Elected ARSA: 21 March 1956
Elected RSA: 11 February 1970
The news that William Burns had been lost while flying his light aircraft between Dundee and Aberdeen on 14th October 1972 was a tragedy which came as a great shock to his fellow-members at the Royal Scottish Academy and his many other friends.
Mr Burns, who was 51, trained at Glasgow School of Art and at Hospitalfield Art College, Arbroath. He was elected an Associate of the Academy in 1956 and a full Academician in 1970. He was a native of Glasgow, but went to Aberdeen in 1954 as a Lecturer in Art Education at Aberdeen College of Education and later became Principal Lecturer and Head of the Art Department there. He relinquished this post in September 1970, to devote himself full time to his painting.

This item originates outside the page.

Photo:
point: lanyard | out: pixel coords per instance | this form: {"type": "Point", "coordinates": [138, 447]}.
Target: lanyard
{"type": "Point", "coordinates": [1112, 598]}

His professional outlook was contemporary and he was an artist who possessed a very fine colour sense. He executed all his work with great conviction and a powerful sincerity. The lyricism of his earlier landscapes and mountain scenes of the north later gave way to the more pronounced and abstracted works of the north-east, particularly harbour scenes, and within the last year his avenue of research had begun to encompass northern mining areas.

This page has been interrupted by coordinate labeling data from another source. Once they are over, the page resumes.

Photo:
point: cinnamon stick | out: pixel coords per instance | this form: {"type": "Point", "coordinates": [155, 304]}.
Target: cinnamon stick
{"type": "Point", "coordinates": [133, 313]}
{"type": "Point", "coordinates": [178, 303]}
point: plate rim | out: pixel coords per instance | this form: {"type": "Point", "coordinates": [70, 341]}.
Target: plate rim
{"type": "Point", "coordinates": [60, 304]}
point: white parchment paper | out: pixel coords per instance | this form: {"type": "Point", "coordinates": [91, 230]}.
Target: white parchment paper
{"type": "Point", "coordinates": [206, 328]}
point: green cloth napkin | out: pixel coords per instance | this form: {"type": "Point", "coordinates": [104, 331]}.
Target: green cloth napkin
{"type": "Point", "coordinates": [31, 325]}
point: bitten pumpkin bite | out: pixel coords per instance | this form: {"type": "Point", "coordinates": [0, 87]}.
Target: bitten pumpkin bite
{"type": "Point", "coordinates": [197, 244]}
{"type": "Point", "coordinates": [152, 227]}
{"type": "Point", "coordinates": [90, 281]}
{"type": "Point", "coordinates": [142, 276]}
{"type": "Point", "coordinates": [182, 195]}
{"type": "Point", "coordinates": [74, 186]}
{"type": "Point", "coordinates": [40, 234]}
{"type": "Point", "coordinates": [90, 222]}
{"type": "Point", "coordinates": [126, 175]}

William Burns had several one-man shows, including one at the Edinburgh Festival in 1968, and his works are on show at many Local Authority Galleries in Scotland. He was a member of the Aberdeen Art Gallery Purchasing Committee.
His warm personality and his sincerity, both as a painter and a man, made him a very popular and valued Member of the Academy. With his loss, Scottish painting has suffered a tragic blow. Unmarried, he is survived by his brother James.